In a second dissenting opinion, three more of the Ninth Circuit judges also disagreed with the denial of rehearing en banc; they said that the panel should not have conducted a de novo review and should have given deference to the district court’s factual findings.
Discussion
This case highlights the necessity of thorough mental health evaluations in capital trials, especially during the sentencing phase. Given the life-and-death stakes in such cases, it is unsurprising that there are high expectations for defense attorneys to explore adequately any potential mitigating factors, and a failure to do so can result in ineffective assistance of counsel.
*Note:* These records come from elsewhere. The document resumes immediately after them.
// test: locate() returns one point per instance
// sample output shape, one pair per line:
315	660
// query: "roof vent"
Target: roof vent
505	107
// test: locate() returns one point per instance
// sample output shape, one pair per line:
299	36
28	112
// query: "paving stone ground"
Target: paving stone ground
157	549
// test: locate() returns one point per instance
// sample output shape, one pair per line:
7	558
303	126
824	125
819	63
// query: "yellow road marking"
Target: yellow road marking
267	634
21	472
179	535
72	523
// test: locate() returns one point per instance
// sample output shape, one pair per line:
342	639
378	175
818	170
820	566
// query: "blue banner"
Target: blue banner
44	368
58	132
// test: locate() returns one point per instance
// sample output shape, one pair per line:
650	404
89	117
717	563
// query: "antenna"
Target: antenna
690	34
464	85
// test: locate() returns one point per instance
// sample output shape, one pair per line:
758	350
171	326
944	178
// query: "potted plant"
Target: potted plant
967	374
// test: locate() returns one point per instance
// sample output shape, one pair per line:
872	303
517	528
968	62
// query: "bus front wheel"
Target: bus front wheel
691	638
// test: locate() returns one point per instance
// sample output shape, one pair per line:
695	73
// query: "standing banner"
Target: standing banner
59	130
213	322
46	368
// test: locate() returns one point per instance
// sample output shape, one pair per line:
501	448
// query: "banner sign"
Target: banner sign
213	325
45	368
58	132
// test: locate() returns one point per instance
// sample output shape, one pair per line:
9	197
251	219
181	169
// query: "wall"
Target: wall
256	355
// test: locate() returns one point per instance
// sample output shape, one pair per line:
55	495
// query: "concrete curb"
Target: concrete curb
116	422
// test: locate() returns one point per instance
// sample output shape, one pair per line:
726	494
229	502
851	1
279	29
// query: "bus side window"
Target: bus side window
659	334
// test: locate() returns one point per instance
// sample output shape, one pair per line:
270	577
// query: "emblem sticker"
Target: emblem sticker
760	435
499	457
That 12 of the Ninth Circuit judges dissented on grounds that this case should have been heard en banc also highlights the contentious nature and perceived importance of the question of mitigation in capital trials.
The Ninth Circuit’s reasoning in this case provides interesting insight into how courts might view mental health expert witnesses in capital trials. Dr. Potts, the psychiatrist in the original trial, was assessed by the Ninth Circuit to be an insufficient witness in part because he was court-appointed and therefore not under obligation to further the defense’s cause. This particular view of the psychiatrist as expert witness seems to contradict the forensic psychiatrist’s ethical imperative to “strive for objectivity,” regardless of the retaining party. Additionally, the Ninth Circuit panel appeared to give weight to factors like the number of potential different diagnoses uncovered or the sheer amount of time spent by an evaluator on a case (i.e., Dr. Stewart’s spending 130 hours on the case versus Dr. Potts’ “short and cursory” four-hour evaluation) when assessing potentially mitigating evidence. In performing assessments in capital cases, it is useful for forensic evaluators to be aware of how such factors may influence the court.
A final interesting question raised by this case is who will fund the in-depth mental health evaluations considered essential in death penalty cases. The original $2,000 allotted to Mr. Jones’s trial attorney would presumably have only covered a small fraction of a forensic psychiatrist’s 130 hours of billing time. It would seem unfair if the ability of a capital defendant to receive a just sentence were predicated in part on having sufficient money to hire forensic evaluators to do extensive work, but this scenario is a possible implication of the ruling in this case.